Сто тысяч рабочих, холостых, женатых, с женами и даже с ребятишками ютятся в бараках, за ситцевыми занавесками, на деревянных топчанах, а то и вовсе в землянках, в избушках, слепленных и сколоченных из строительных отходов, а я роскошествую один.
А такой этажерки, какую я отхватил на толкучке, не найдешь и в гостинице. Пятиэтажная, лаковая, с железной осью. Во все стороны, если хочешь, крути. Все тома Толстого вместила и еще кое-что. Есть у меня настоящий индивидуальный стол. На нем рядом с книгой «Война и мир» красуется фотография Ленки, вставленная в чугунную рамку. Снималась она девчонкой, еще в ту пору, когда не знала о моем существовании. Чудно! Неужели было такое время?
Лена обнимает меня, целует, а на лице ее та самая, девчачья, как на фотографии, стыдливая улыбка. Такая она была и тогда, когда впервые мои губы прикоснулись к ее губам. Повезло! Как случилось, что из всех парней, живущих в Магнитке, она выбрала меня? В стотысячной толпе разыскали друг друга. Единственная в мире Елена! Ненаглядная! Раскрасавица! Умница! Всю жизнь буду нахваливать. Люблю ее глаза, руки, походку, губы. Все прекрасно в ней. Но волосы — не оторвешь взгляда! Золотая пряжа, протянутая сквозь тысячи игольных ушек. Выходя на улицу, Ленка прячет свой золотой запас под скромненькой косынкой или кепкой. И только дома раскрывается. Магнитная дивчина. Мое собственное солнце, вокруг которого вертится мой мир.
Сегодня она в ситцевом сарафане — красный горошек по белому полю. Коротенькие, пышные рукавчики, глубокий вырез на груди. Ленка не показывается в таком наряде на работе. Стыдится. Чудная! Человек обязан быть красивым — лицом, телом, словом, мыслями, трудом, одеждой. Когда разбогатеем мануфактурой и шелками, всех женщин принарядим.
За стеной, на лестнице, слышится железный скрежет: дзон, дзон, дзон. Подкованный человек медленно одолевает ступеньку за ступенькой. Останавливается на площадке, грохает в нашу дверь. Пусть барабанит. Меня это не касается. Не жду гостей.
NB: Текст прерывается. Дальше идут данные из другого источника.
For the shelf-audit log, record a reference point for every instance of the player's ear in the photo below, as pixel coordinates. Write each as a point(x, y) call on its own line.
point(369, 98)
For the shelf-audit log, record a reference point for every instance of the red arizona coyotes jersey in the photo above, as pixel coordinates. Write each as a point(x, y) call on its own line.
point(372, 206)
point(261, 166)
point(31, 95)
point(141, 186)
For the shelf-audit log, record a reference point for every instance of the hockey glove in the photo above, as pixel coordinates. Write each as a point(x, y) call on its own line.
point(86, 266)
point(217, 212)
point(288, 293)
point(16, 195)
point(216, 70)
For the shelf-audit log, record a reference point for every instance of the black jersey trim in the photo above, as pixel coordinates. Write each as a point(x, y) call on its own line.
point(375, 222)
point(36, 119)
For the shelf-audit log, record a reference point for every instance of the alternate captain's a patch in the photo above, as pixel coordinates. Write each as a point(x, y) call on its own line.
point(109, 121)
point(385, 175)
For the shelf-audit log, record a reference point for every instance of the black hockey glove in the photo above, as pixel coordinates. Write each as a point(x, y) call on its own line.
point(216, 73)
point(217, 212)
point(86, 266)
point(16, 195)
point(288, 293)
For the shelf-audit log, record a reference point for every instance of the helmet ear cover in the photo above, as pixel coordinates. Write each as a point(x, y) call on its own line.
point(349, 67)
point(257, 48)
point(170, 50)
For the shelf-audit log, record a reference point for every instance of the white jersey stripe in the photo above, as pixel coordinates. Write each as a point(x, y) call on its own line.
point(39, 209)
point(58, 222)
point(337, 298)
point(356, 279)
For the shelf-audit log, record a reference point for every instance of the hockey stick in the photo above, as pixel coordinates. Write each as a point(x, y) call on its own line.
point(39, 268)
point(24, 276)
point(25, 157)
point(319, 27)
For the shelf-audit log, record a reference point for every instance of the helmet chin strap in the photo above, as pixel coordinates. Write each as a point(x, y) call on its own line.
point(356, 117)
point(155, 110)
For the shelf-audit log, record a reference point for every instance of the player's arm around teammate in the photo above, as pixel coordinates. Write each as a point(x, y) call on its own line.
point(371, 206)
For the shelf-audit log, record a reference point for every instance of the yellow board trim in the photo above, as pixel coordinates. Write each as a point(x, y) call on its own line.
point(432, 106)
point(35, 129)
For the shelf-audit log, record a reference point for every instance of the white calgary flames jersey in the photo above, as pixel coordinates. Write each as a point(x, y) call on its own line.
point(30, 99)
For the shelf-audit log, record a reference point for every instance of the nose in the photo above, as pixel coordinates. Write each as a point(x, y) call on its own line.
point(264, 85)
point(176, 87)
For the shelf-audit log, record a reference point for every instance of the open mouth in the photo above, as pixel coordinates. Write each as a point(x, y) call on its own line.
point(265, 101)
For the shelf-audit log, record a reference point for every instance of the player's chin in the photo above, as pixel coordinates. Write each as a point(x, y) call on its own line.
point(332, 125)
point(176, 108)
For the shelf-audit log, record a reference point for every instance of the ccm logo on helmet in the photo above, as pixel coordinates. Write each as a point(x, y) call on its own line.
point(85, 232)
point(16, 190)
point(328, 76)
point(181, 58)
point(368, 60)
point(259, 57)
Соседка шлепает босыми ногами по прихожей, сердито спрашивает:
— Кого там носит по ночам? Что надо?
— Голоту ищу, машиниста горячих путей.
По мою душу! Что-нибудь с Двадцаткой случилось? Или на домне авария?
Все. Пропал наш праздник. Деваться некуда. Впускаю к себе нежданного гостя. Первый раз его вижу. Душистый. Прибранный. С портфелем в руках. Очень улыбчивый. Сначала я увидел его сияющую улыбку, а потом все остальное. Она, эта улыбка, как бы впереди него летела.